Talk
Neil Jupurrurla Cook and Gretta Louw in conversation
18 Jun 2016
Furtherfield Commons
London, United Kingdom
Open 11am-5pm, Saturday-Sunday or by appointment
FREE
Networking the Unseen is the first exhibition of its kind to focus on the intersection of indigenous cultures and zeitgeist digital practices in art, bringing together concepts and experiences of remoteness and marginalised cultures, with art-making in contemporary society.
Featuring Gretta Louw, Lily Hibberd, Brook Andrew, Curtis Taylor, Jenny Fraser, Sharon Nampijinpa Anderson and the Warnayaka Art Centre.
Networking the Unseen is the first exhibition of its kind to focus on the intersection of indigenous cultures and zeitgeist digital practices in contemporary art.

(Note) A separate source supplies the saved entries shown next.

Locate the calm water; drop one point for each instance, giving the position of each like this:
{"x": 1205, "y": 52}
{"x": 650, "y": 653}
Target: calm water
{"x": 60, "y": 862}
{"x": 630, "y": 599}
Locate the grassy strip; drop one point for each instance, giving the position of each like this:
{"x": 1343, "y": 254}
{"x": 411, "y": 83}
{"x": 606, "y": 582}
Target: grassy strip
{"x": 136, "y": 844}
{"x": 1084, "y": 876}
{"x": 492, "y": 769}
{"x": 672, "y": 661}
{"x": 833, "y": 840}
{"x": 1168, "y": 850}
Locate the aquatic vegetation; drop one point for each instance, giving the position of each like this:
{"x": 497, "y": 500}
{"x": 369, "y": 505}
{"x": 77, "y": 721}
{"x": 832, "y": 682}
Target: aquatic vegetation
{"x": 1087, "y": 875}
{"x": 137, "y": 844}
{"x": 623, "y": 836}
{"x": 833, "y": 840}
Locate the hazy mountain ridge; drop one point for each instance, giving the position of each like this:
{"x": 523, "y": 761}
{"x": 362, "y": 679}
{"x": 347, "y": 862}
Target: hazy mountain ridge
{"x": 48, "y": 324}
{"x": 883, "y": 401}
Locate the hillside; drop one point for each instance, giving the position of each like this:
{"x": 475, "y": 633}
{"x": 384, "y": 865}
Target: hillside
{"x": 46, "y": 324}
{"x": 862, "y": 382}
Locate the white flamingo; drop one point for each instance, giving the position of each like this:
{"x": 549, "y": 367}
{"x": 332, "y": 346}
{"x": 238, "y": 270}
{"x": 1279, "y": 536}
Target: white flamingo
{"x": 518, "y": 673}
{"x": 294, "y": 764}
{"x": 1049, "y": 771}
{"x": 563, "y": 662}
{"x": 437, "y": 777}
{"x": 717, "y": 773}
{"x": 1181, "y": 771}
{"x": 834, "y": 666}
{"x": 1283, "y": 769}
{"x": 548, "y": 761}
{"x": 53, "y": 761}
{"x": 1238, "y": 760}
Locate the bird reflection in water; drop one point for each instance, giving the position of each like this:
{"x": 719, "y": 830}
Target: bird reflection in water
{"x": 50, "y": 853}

While digital networks manifest physically as tonnes of cabling, and electrical or electronic devices, the social and cultural impacts of the networks remain somehow invisible, eroding clearly felt boundaries of geography, place, culture and language.
Together with artist and curator Gretta Louw, Furtherfield presents an exhibition and event series that brings together concepts and experiences of remoteness and marginalised cultures, with art-making in contemporary society.
Five culturally and geographically disparate Australian artists – Gretta Louw, Jenny Fraser, Lily Hibberd, Brook Andrew, and Curtis Taylor – and artists, including Neil Jupurrurla Cook, Isaiah Jungarrayi Lewis, and Sharon Nampijinpa Anderson from the Warnayaka Art Centre in Central Australia, present work situated at the intersection between avant garde digital, media, and installation art, the sociological study of digital and networked culture, and activism.
Networking the Unseen proposes a radical rethinking of widely accepted stereotypes concerning the impact of networks on contemporary global cultures, digital art, the avant garde, and indigenous art-making.
It tackles subjects ranging from digital colonialism and cultural marginalisation (or, conversely, diversity/empowerment) within an increasingly connected, online world to universal concerns around cultural change as a result of technological migration.
The exhibition extends our focus to the extremities of the global digital network. It subtly proposes ways to claim power back from centralising forces of control to use these tools for positive change; for intercultural exchange and empowerment for marginalised communities.